Wednesday, 3 December 2025

Rachel Reeves

The Chancellor Rachel Reeves has faced an absolutely vitriolic campaign in the media for misleading or indeed, lying about the state of the UK economy in the run-up to her budget speech last week. She seems to have been unfairly singled out for a concerted attack with blaring headlines almost daily, demanding her resignation or sacking. It's all totally confected rubbish. The BBC’s political reporter Chris Mason actually penned a piece which said: Why, in my judgement, Reeves was misleading on one specific point. Apparently, he has set himself up as her judge and jury, delivering his verdict to the nation, rather than reporting on events as he’s paid to do. In any case, he’s wrong.
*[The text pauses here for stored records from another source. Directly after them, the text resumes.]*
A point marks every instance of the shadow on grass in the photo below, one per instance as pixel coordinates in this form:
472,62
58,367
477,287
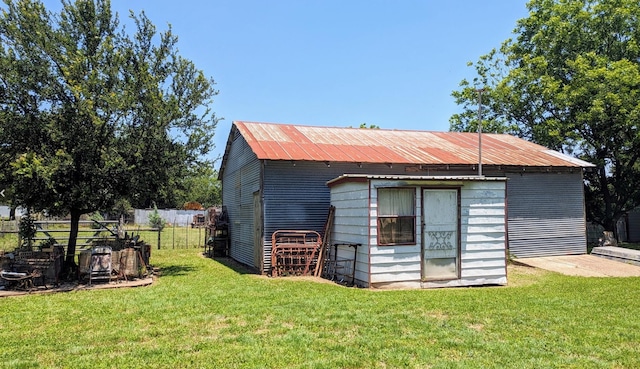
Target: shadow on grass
176,270
235,266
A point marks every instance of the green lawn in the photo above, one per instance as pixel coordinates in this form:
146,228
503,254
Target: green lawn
204,313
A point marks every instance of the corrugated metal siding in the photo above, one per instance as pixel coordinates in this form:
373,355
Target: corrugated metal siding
240,180
297,197
546,214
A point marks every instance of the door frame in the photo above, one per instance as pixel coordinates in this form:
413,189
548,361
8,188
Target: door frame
458,245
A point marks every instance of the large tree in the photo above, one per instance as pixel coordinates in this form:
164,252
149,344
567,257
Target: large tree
90,114
570,81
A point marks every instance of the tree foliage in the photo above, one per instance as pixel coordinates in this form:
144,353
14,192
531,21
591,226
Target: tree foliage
570,81
90,114
202,186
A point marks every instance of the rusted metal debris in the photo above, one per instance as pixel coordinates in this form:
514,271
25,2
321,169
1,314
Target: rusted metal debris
294,252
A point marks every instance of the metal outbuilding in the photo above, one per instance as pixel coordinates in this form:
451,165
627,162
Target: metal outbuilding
274,176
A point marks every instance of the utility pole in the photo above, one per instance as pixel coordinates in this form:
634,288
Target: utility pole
480,91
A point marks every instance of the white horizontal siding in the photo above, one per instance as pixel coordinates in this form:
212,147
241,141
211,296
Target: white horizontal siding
482,236
351,225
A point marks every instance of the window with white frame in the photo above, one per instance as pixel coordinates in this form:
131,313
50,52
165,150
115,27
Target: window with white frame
396,216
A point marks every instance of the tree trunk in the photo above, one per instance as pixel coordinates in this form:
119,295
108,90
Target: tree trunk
69,262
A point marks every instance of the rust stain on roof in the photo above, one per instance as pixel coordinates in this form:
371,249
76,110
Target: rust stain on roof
295,142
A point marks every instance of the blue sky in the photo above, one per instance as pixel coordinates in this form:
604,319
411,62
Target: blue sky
333,62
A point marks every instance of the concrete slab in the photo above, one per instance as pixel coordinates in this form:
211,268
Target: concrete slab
582,266
620,254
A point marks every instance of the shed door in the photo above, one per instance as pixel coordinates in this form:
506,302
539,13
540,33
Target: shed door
258,245
440,251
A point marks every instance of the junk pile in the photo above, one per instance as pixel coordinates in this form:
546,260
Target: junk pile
217,232
294,252
115,259
24,269
120,257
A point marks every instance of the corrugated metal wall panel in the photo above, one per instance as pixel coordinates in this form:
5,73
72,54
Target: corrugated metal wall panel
240,180
297,197
546,214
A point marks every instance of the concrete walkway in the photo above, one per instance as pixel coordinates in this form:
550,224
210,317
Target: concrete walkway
582,265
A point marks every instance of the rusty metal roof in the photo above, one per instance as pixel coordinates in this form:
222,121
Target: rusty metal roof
336,144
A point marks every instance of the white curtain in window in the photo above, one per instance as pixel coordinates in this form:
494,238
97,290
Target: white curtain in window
396,201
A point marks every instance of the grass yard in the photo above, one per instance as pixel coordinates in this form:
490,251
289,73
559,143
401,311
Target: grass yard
204,313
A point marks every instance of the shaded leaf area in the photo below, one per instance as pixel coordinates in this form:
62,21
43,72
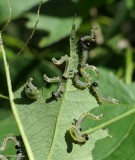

The row centres around what chancellors and the Treasury call ‘headroom’ or what you and I might think of as having a bit of spare money at the end of the year. If you’re on a tight but specific income and calculate your rent, energy, food, clothes, petrol, etc, at the start of the year, you would always try to make sure your expenditure doesn’t exceed your income by a small safety margin. That margin is the Treasury's ‘headroom.’

But governments can’t forecast with any precision what their tax revenues will be over 12 months or what departments will actually spend. All sorts of unforeseen events blow the government finances off course. Hence, the need for a bit of a buffer.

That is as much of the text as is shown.